Pourquoi les abeilles de la plaine de la Crau tombent-elles comme des mouches ?

DirectLCI
ENVIRONNEMENT – Les apiculteurs de la plaine de la Crau, entre Miramas et Salon-de-Provence, doivent faire face à une perte spectaculaire de leur cheptel cette saison. Ils demandent des mesures pour protéger leurs ruchers.

Il y a de quoi avoir le bourdon. Apiculteur depuis 2001 à Grans, entre Salon et Miramas, Silvère Bru doit faire face à une véritable hécatombe. "Du jamais vu !" assure-t-il. Venu contrôler ses ruchers en février dernier, il tombe des nues. "Les abeilles avaient tout bonnement disparu, elles s'étaient évaporées", raconte-t-il. "D’habitude, quand une abeille meurt, on la retrouve près du rucher. Mais pas là". Pour Silvère, ce sont ainsi plus d’un million d’abeilles, réparties dans 240 ruches, qui auraient disparu.
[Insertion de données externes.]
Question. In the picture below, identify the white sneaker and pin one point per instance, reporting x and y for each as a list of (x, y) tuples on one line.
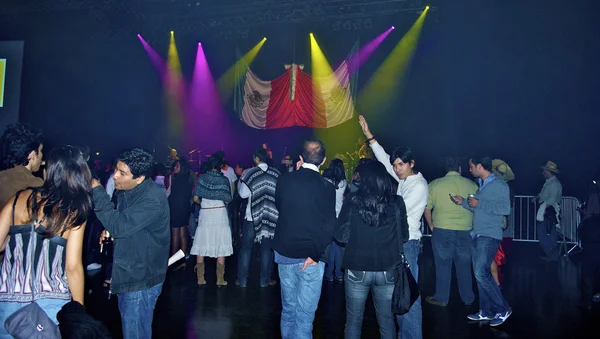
[(93, 266)]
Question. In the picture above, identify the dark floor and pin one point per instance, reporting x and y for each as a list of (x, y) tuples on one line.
[(543, 297)]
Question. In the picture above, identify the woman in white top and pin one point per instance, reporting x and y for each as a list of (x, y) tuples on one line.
[(336, 174)]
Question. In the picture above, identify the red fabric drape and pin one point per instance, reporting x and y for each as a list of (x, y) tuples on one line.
[(308, 108)]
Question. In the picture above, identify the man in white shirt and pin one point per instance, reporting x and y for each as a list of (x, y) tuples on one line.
[(413, 188), (258, 185), (548, 214)]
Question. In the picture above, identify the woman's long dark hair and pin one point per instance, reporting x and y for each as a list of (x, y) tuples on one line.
[(65, 200), (184, 167), (336, 172), (375, 193)]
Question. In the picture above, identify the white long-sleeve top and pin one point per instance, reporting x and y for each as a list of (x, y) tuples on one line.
[(413, 190), (339, 195), (110, 185), (245, 192)]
Sous le choc, il met d'abord ça sur le compte d'une erreur de sa part. Mais d’autres apiculteurs du secteur sont concernés. Selon les premières estimations, les professionnels de la plaine de la Crau auraient subi cette année une mortalité de 78 % des abeilles, contre 10 à 15 % en temps normal. Plongés dans un essaim d’incertitudes, Silvère Bru et ses collègues ne sont sûrs que d’une chose : le coupable n'est pas très loin.

"Un effet cocktail"

Dans la plaine de la Crau, les apiculteurs doivent composer avec les traitements phytosanitaires dans les vergers aux alentours. En principe, ces traitements ne sont pas létaux pour les abeilles. "Je ne veux accuser personne, mais je redoute l’effet cocktail", souligne Silvère Bru. Selon lui et les autres apiculteurs, en butinant le pollen en différents endroits, les abeilles ingèrent des produits néfastes pour leurs organismes.
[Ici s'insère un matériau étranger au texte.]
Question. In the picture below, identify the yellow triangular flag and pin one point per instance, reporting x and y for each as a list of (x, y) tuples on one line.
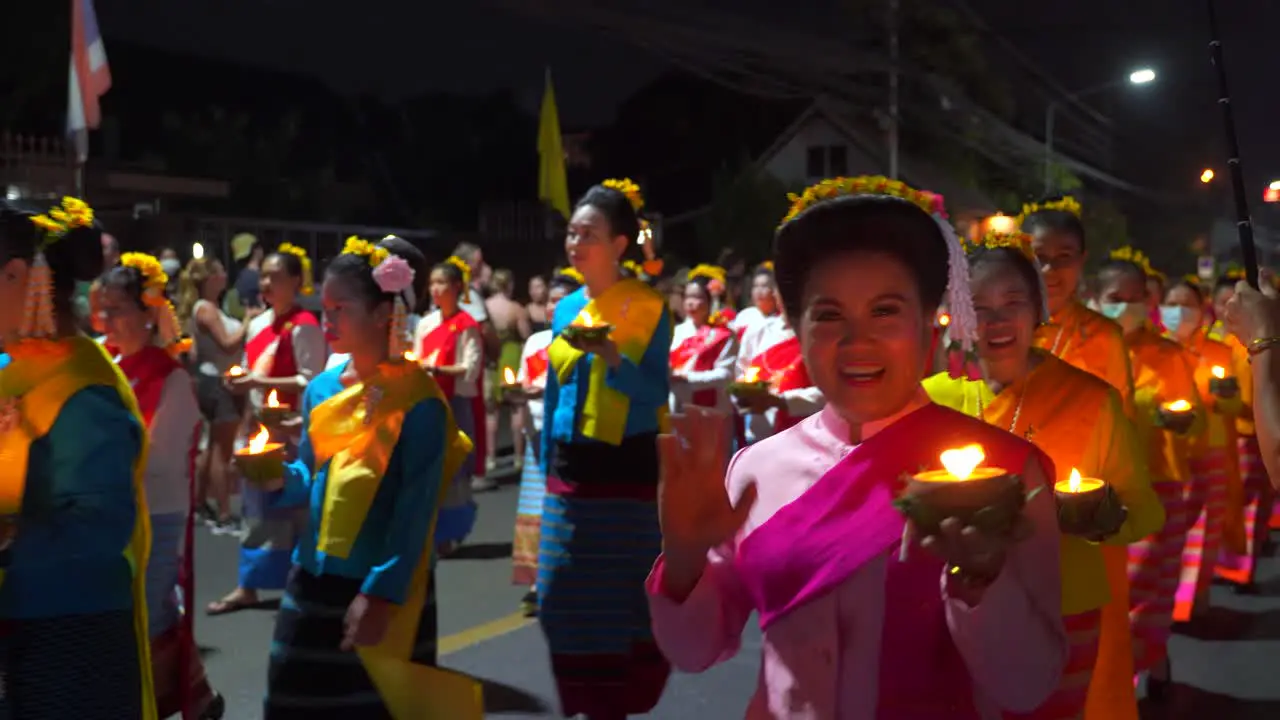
[(420, 692), (552, 180)]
Des analyses ont été menées par l’association pour le développement de l’apiculture provençale ( ADAPI ) sur le pain d’abeilles à l’intérieur des ruches de la plaine de la Crau. En attendant de connaître avec précision les résultats, les apiculteurs demandent un réexamen des produits phytosanitaires et une aide pour améliorer la recherche. Une délégation a été reçue en préfecture des Bouches-du-Rhône. Mais le temps presse pour la survie des apiculteurs. D’autant que les disparitions d’abeilles ne sont pas prises en charge par les assureurs.